Can different species of wild cats breed, other than lions and tigers? Like, leopards, jaguars, panthers, cougars, cheetahs, lynxes, etc, is there any overlap between any of them genetically enough to where they could mate?
That’s not relevant to the point being discussed here. Given a choice between mating with its own species and a species it’s not surprising if creatures will naturally stick to their own species. But the question here is about gender recognition, and the fact that in captivity these animals do readily mate with members of these other species indicates gender recognition - my point is that this is not surprising when they’re morphologically similar and closely related.
I could be wrong, but my impression is that this is only semi-correct, and that to the extent that they’re not at least separate subspecies it’s only because for classification purposes a difference that arose from domestification is not used.
Sure, plenty of them CAN interbreed, in the sense that the male can insert penis into vagina - in a few specific crosses, a viable offspring can even be born:
Those offspring, though, are sterile - same as with donkey/horse hybrids e.g. mules.
It is a misconception that interspecies crosses necessarily result in sterile offspring. In the specific cases of lions/tigers and horses/donkeys this is the case. But it is not true at all within the genus Canis, including dogs, wolves, coyotes, and jackals, which produce completely fertile hybrids. Likewise species of ducks in the genus Anas produce fertile offspring.

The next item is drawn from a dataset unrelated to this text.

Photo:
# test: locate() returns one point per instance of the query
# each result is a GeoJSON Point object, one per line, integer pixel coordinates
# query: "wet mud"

Species are defined on the basis not of whether they can produce fertile hybrids, but on whether they regularly do so under natural conditions, and whether two species maintain their separate identity in nature.

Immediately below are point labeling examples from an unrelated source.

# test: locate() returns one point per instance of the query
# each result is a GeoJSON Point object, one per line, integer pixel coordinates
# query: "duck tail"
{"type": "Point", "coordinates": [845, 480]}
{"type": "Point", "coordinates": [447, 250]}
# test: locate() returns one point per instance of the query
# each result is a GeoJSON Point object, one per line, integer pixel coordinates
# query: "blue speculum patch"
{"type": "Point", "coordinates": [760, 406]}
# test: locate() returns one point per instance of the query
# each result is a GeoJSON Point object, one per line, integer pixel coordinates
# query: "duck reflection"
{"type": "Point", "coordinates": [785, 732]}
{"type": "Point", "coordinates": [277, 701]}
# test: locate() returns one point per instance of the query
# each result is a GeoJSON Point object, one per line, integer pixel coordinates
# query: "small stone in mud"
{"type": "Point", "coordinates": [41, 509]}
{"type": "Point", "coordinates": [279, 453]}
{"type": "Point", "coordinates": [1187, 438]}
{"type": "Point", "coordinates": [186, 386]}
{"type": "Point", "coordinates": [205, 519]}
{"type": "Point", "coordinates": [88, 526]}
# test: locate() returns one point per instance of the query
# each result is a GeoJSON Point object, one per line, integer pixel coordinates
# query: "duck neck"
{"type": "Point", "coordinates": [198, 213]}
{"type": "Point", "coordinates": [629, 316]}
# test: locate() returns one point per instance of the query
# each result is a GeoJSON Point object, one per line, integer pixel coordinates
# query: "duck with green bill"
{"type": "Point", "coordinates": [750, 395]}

Under natural conditions, wolves and coyotes do not hybridize very often. However, as coyotes spread into the eastern US following the local extinction of wolves and human modification of the habitat, they hybridized widely with wolves and dogs.
It’s actually not even always the case that those pairings are fully sterile. There are at least 3 known cases of female lion/tiger hybrids successfully producing cubs with male lions (so called ‘Liligers’). Likewise, the odd female mule/hinny has been recorded as producing offspring. It is very rare though, and afaik no male hybrids from those pairings have ever been recorded as fertile.
Regarding the OP, I’ve heard a lot of anecdotes about parrots acting differently to different gender humans, and I’ve lived in a house with a dog that (presumably due to abuse by the previous owner) was scared of men but not women. It calmed down with known men after a while, but any strange male would trigger violent barking and attempts to run away, whereas strange women were treated with cautious friendliness.
We had 5 iguanas at the zoo I used to work in, 2 of which were male, and never noticed them responding differently to different gendered staff, menstruating or not. That’s a new one on me.
I should perhaps note that recognizing differences between men and women is not the same thing as recognizing gender. Men and women tend to differ in appearance, and it’s not impossible that an animal would be cognizant of those differences, and consider men and women different types of creatures. But that doesn’t mean that they appreciate that these are different genders, which correlate to parallel genders of their own species.
So if an animal was mistreated by a man and gets suspicious of all men but not women, then all that means is that the animal is differentiating between Type 1 and Type 2, one being more dangerous than the other. It’s when the animal acts towards the different human genders in line with how they act towards the parallel genders of their own species that we can say that they are recognizing gender in humans.